Comment est organisée la politique migratoire en Italie ?

L’immigration vers l’Italie est un phénomène relativement récent, tout comme l’élaboration de politiques migratoires et d’asile. En parallèle des politiques de l’UE, l’accueil est souvent réduit aux contrôles des frontières et à la « lutte contre l’immigration irrégulière ».

Le soi-disant « décret sur les flux » (Decreto Flussi) définit le nombre maximum d’étranger⸱ère⸱s pouvant être admis⸱e⸱s sur le territoire italien pour des raisons professionnelles. Cependant, les voies régulières de migration sont fermées, et la migration « irrégulière » a été de plus en plus criminalisée ces dernières décennies.

Les politiques de l’asile en Italie ont été progressivement alignées à celles de l’UE, jusqu’à l’introduction de l’« approche des hot spots » en 2015.
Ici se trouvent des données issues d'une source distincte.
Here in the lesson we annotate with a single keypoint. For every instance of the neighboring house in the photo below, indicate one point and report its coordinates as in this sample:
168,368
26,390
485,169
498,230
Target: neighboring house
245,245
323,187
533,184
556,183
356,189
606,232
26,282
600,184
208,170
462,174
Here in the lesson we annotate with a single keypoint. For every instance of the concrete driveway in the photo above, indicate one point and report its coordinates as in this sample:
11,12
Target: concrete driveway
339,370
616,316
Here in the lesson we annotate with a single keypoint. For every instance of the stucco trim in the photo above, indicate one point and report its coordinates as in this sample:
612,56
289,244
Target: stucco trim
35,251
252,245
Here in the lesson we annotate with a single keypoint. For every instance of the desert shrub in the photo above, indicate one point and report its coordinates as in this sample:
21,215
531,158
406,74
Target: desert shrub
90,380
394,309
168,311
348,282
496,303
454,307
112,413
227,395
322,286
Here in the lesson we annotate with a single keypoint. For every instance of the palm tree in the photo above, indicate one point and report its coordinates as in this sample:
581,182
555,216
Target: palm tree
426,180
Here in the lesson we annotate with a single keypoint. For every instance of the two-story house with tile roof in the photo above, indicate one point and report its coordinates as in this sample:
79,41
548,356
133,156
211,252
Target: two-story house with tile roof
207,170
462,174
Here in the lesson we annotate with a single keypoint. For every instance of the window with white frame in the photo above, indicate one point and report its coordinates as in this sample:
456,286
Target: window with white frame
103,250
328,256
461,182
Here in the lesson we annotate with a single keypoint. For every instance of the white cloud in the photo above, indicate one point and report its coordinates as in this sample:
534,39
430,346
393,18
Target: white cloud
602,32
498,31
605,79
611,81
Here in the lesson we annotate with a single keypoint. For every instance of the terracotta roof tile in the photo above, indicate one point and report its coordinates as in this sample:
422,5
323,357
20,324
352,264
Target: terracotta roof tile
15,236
En 2020, une nouvelle loi, au moins en théorie, a réformé le système d’accueil pour le ramener à un système unique pour les personnes demandeuses d’asile et les bénéficiaires d’une protection internationale et spéciale. En dépit de la réforme, le système est encore principalement conçu pour les bénéficiaires d’une protection internationale et les personnes mineures étrangères non-accompagnées. Les municipalités n’ont pas encore suffisamment de places pour répondre aux besoins d’accueil de ceux qui y ont droit. Pour pallier à cela, les autorités locales peuvent utiliser les ressources financières mises à disposition par le ministère de l’Intérieur via le Fonds national pour les politiques et services de l’asile (Fondo nazionale per le politiche e i servizi dell'asilo - FNPSA).

Quel est le contexte historique ?

Après avoir été principalement un pays d’émigration jusque dans les années 80, l’Italie est progressivement devenue un pays d’immigration. En l’absence de loi organique, la situation a été gérée pendant des années par des interventions a posteriori. En 1982, il y eut un blocage total des entrées de migrant⸱e⸱s pour des raisons économiques. Une dynamique d’entrées « irrégulières » pour des raisons économiques ont suivi, compensée par des régularisations périodiques tous les quatre ans.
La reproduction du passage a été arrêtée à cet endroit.